Sebagai Kota Pendidikan, Salatiga juga memiliki Perpustakaan Umum Kota Salatiga sebagai wahana pembelajaran sepanjang hayat yang menyediaan sumber informasi dan pengetahuan bagi setiap orang, khususnya bagi warga Salatiga.

5. KOTA TEGAL


Kota Tegal adalah salah satu wilayah otonom di provinsi Jawa Tengah. Kota ini pernah menjadi cikal-bakal berdirinya Korps Marinir seperti tercatat dalam Pangkalan IV ALRI Tegal dengan nama Corps Mariniers, pada 15 November 1945.

Perdagangan dan jasa merupakan sektor utama perekonomian Kota Tegal. Kota ini menjadi tempat pengolahan akhir dan pemasaran berbagai produk dari kawasan Jawa Tengah bagian barat. Usaha kecil dan menengah yang cukup pesat kemajuannya adalah industri logam rumahan di kawasan Jl. Cempaka, dan kerajinan batik Tegalan di Kelurahan Kalinyamat. Untuk mendukung denyut perekonomian, pemerintah Kota Tegal telah membangun Pusat Promosi dan Informasi Bisnis (PPIB).
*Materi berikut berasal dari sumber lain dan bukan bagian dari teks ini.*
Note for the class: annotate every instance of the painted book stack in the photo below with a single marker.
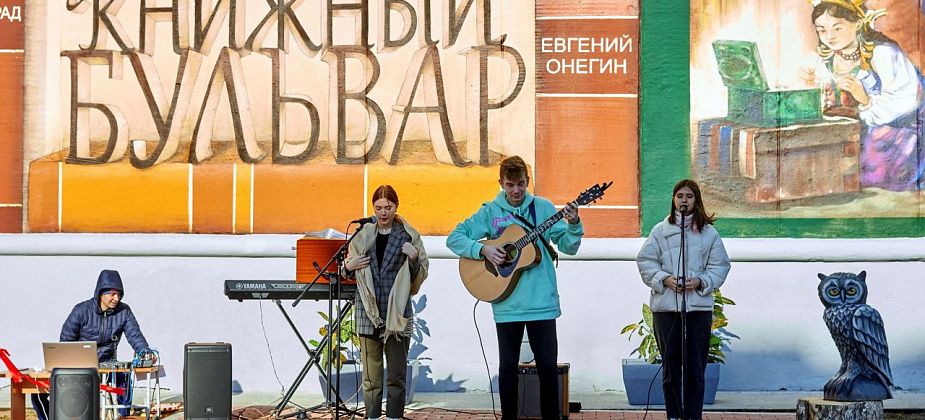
(773, 145)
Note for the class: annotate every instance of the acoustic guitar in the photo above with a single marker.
(494, 283)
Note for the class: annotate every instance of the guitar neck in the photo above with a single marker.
(542, 227)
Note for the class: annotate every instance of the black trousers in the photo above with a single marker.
(545, 346)
(668, 337)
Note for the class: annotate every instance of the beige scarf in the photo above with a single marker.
(404, 286)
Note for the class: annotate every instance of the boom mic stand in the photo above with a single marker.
(334, 291)
(682, 284)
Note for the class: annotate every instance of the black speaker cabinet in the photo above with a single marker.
(207, 381)
(528, 394)
(75, 394)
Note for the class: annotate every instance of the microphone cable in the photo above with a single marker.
(485, 358)
(677, 304)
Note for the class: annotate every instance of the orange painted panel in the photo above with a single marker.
(120, 198)
(11, 83)
(434, 198)
(43, 196)
(10, 219)
(610, 223)
(212, 190)
(11, 31)
(303, 198)
(584, 56)
(587, 8)
(242, 174)
(584, 141)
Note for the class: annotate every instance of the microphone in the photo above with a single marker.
(365, 220)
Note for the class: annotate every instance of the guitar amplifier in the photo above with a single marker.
(528, 394)
(311, 251)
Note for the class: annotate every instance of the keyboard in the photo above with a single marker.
(282, 290)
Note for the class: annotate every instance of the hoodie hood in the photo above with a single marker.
(501, 201)
(109, 279)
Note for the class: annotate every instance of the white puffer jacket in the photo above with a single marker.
(706, 259)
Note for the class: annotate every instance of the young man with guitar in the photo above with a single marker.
(531, 302)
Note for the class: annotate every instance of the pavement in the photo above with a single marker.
(603, 405)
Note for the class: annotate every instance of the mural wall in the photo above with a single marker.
(236, 116)
(810, 110)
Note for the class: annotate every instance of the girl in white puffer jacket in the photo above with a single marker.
(707, 266)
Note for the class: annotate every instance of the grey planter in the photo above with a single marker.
(351, 380)
(638, 375)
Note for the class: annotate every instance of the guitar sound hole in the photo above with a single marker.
(511, 253)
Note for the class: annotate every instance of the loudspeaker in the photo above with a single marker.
(75, 394)
(207, 381)
(528, 394)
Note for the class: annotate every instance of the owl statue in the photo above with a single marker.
(858, 333)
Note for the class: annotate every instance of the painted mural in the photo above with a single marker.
(806, 109)
(234, 116)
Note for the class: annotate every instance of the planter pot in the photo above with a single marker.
(638, 375)
(351, 380)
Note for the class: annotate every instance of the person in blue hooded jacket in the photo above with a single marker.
(103, 318)
(534, 303)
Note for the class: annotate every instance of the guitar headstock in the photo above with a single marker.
(592, 194)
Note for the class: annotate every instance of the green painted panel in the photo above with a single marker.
(664, 105)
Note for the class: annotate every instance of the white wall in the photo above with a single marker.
(176, 293)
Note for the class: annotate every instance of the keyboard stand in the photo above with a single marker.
(314, 359)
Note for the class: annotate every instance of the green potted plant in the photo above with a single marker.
(642, 376)
(346, 343)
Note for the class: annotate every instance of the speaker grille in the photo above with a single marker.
(75, 394)
(207, 381)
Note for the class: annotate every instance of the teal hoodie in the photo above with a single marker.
(536, 296)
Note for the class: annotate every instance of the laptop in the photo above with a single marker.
(75, 354)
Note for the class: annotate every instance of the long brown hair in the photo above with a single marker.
(386, 192)
(701, 218)
(867, 36)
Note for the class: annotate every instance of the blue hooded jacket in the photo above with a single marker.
(536, 296)
(88, 322)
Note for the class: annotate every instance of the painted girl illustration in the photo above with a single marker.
(865, 74)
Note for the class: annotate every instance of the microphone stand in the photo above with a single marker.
(334, 289)
(682, 284)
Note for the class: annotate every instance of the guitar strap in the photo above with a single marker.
(552, 252)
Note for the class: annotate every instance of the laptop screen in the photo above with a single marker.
(76, 354)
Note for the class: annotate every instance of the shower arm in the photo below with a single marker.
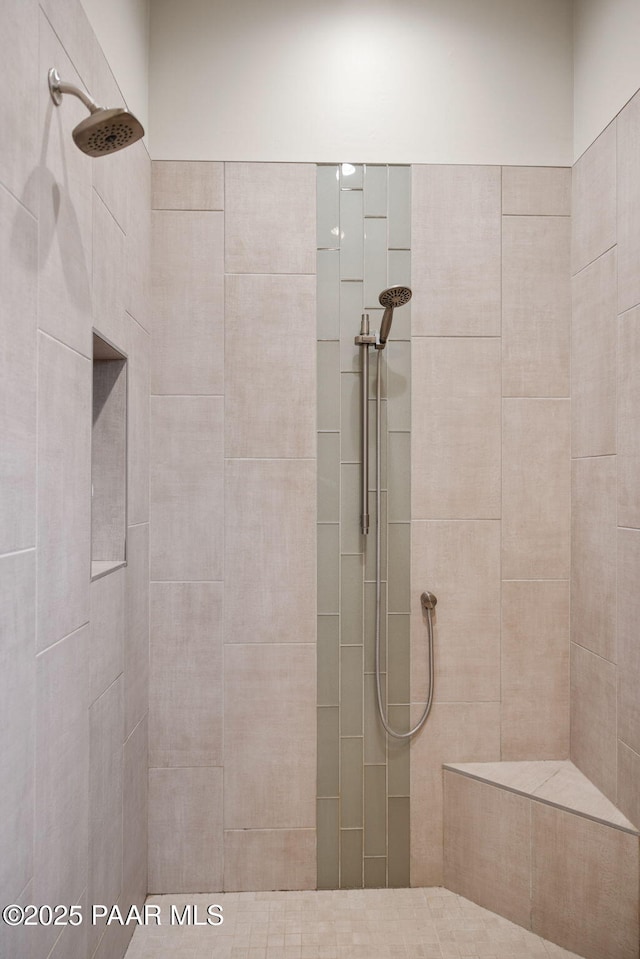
(57, 87)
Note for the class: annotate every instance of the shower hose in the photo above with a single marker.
(381, 711)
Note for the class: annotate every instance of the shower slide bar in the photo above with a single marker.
(395, 296)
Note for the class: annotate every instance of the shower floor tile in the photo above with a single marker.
(346, 924)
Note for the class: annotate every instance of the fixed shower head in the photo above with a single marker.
(394, 296)
(104, 131)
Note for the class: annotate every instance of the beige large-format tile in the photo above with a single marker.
(110, 180)
(70, 22)
(593, 359)
(107, 623)
(185, 829)
(460, 563)
(138, 362)
(535, 670)
(18, 116)
(455, 262)
(270, 392)
(454, 732)
(181, 185)
(628, 459)
(108, 250)
(536, 191)
(455, 366)
(186, 488)
(263, 859)
(185, 702)
(63, 490)
(136, 640)
(593, 204)
(536, 488)
(62, 781)
(65, 207)
(593, 551)
(487, 846)
(628, 647)
(138, 241)
(628, 797)
(106, 822)
(584, 885)
(569, 788)
(520, 777)
(270, 551)
(17, 720)
(593, 718)
(270, 217)
(134, 814)
(536, 305)
(628, 202)
(270, 699)
(188, 302)
(455, 428)
(18, 318)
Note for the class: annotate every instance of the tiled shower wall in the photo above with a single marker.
(233, 538)
(364, 232)
(605, 649)
(490, 479)
(73, 654)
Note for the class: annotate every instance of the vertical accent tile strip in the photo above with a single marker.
(364, 234)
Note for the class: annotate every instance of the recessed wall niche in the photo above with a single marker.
(108, 459)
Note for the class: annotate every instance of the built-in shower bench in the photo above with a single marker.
(538, 843)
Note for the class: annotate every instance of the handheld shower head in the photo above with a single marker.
(104, 131)
(394, 296)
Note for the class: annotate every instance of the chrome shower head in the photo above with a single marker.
(394, 296)
(104, 131)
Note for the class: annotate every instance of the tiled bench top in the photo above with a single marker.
(556, 782)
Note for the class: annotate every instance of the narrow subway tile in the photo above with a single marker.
(351, 606)
(399, 207)
(328, 405)
(351, 508)
(375, 810)
(351, 783)
(398, 841)
(351, 310)
(328, 206)
(351, 858)
(398, 655)
(375, 746)
(399, 567)
(375, 190)
(375, 260)
(375, 872)
(351, 690)
(351, 176)
(328, 751)
(328, 477)
(328, 294)
(329, 568)
(328, 829)
(399, 477)
(398, 754)
(370, 626)
(370, 539)
(351, 235)
(350, 443)
(328, 660)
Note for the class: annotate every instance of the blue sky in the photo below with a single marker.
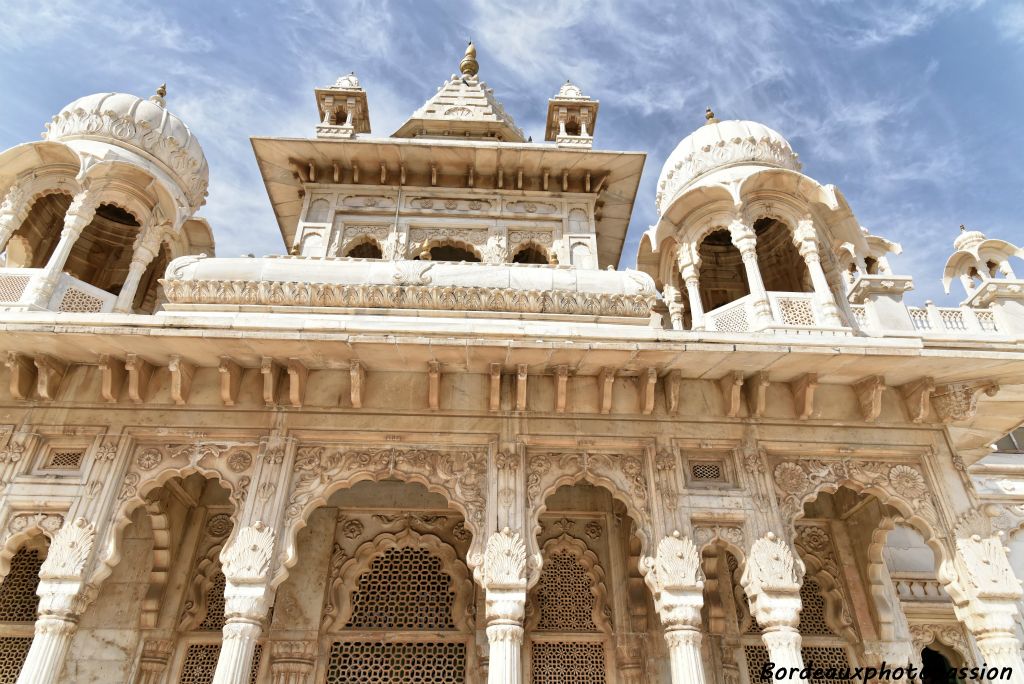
(914, 109)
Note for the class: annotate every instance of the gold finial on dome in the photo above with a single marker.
(469, 66)
(161, 94)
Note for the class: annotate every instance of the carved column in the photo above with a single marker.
(674, 301)
(79, 215)
(807, 243)
(292, 661)
(143, 252)
(13, 211)
(153, 663)
(744, 241)
(990, 612)
(502, 576)
(675, 580)
(771, 580)
(62, 597)
(693, 295)
(246, 563)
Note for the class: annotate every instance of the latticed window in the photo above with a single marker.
(567, 644)
(17, 592)
(384, 663)
(17, 611)
(214, 621)
(820, 644)
(563, 596)
(404, 589)
(812, 613)
(201, 664)
(403, 592)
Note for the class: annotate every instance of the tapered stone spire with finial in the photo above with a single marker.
(469, 66)
(161, 94)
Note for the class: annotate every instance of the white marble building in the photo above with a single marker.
(442, 439)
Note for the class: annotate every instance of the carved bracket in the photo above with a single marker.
(297, 374)
(270, 371)
(139, 372)
(803, 394)
(433, 385)
(561, 383)
(230, 380)
(23, 375)
(605, 381)
(757, 393)
(731, 385)
(918, 395)
(958, 400)
(112, 376)
(648, 382)
(357, 377)
(496, 387)
(181, 375)
(50, 372)
(869, 391)
(521, 375)
(672, 383)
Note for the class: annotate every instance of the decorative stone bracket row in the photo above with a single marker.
(953, 401)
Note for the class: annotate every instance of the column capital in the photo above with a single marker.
(771, 580)
(676, 581)
(742, 236)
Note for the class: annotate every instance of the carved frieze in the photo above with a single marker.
(459, 473)
(407, 297)
(797, 480)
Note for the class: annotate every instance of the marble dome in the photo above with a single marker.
(140, 125)
(719, 144)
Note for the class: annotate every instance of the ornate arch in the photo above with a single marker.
(528, 243)
(197, 606)
(901, 485)
(459, 475)
(153, 466)
(950, 635)
(625, 476)
(565, 544)
(815, 547)
(450, 242)
(358, 241)
(22, 527)
(352, 568)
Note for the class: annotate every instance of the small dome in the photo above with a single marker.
(968, 240)
(141, 125)
(718, 144)
(349, 81)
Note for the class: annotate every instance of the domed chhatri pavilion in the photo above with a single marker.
(441, 439)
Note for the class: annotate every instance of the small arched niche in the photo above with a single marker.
(381, 579)
(530, 253)
(365, 248)
(723, 279)
(101, 254)
(33, 243)
(782, 269)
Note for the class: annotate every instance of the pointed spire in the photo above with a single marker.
(469, 66)
(161, 94)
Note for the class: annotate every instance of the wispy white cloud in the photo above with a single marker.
(1011, 22)
(859, 86)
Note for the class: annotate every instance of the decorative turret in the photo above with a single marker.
(342, 109)
(463, 107)
(983, 267)
(571, 117)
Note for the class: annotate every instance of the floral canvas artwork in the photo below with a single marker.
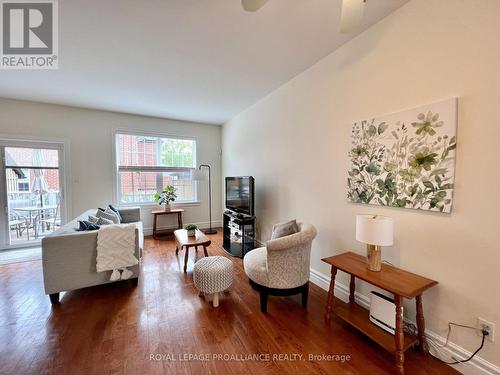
(405, 159)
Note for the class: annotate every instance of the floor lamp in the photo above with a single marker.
(199, 175)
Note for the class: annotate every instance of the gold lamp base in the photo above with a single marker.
(374, 257)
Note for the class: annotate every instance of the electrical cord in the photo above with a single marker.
(412, 329)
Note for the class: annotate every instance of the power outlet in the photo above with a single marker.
(489, 326)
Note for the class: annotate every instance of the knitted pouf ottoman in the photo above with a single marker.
(212, 275)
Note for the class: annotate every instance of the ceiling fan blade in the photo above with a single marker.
(351, 15)
(253, 5)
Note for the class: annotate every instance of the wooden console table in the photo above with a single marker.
(401, 284)
(156, 213)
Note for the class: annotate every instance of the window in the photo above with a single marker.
(147, 164)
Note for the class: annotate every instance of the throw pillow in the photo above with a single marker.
(103, 221)
(87, 225)
(115, 210)
(285, 229)
(93, 219)
(108, 214)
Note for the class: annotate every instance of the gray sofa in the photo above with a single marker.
(69, 256)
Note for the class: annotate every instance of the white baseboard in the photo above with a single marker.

Meskipun kota Tegal tidak diakui sebagai pusat budaya Jawa, namun kesenian di sini berkembang cukup pesat. Berbagai macam diskusi budaya digelar dengan menghadirkan budayawan nasional dan lokal. Kesenian asli Kota Tegal adalah tari endel, sintren, dan balo-balo. Ibu Sawitri merupakan generasi pertama penari endel. Selain itu, seni sastra dan teater juga juga merupakan andalah Kota Tegal.

Penyair Tegal yang termasuk dalam angkatan 66 adalah Piek Ardijanto Soeprijadi dan SN Ratmana. Sementara Widjati digolongkan ke dalam penyair Angkatan '00' (Kosong-kosong). Kota Tegal tercatat memiliki dua tokoh perfilman nasional yang cukup produktif yaitu Imam Tantowi (sutradara dan penulis skenario), dan Chaerul Umam (sutradara).

Itulah beberapa kota paling Maju di Provinsi Jawa Tengah Indonesia.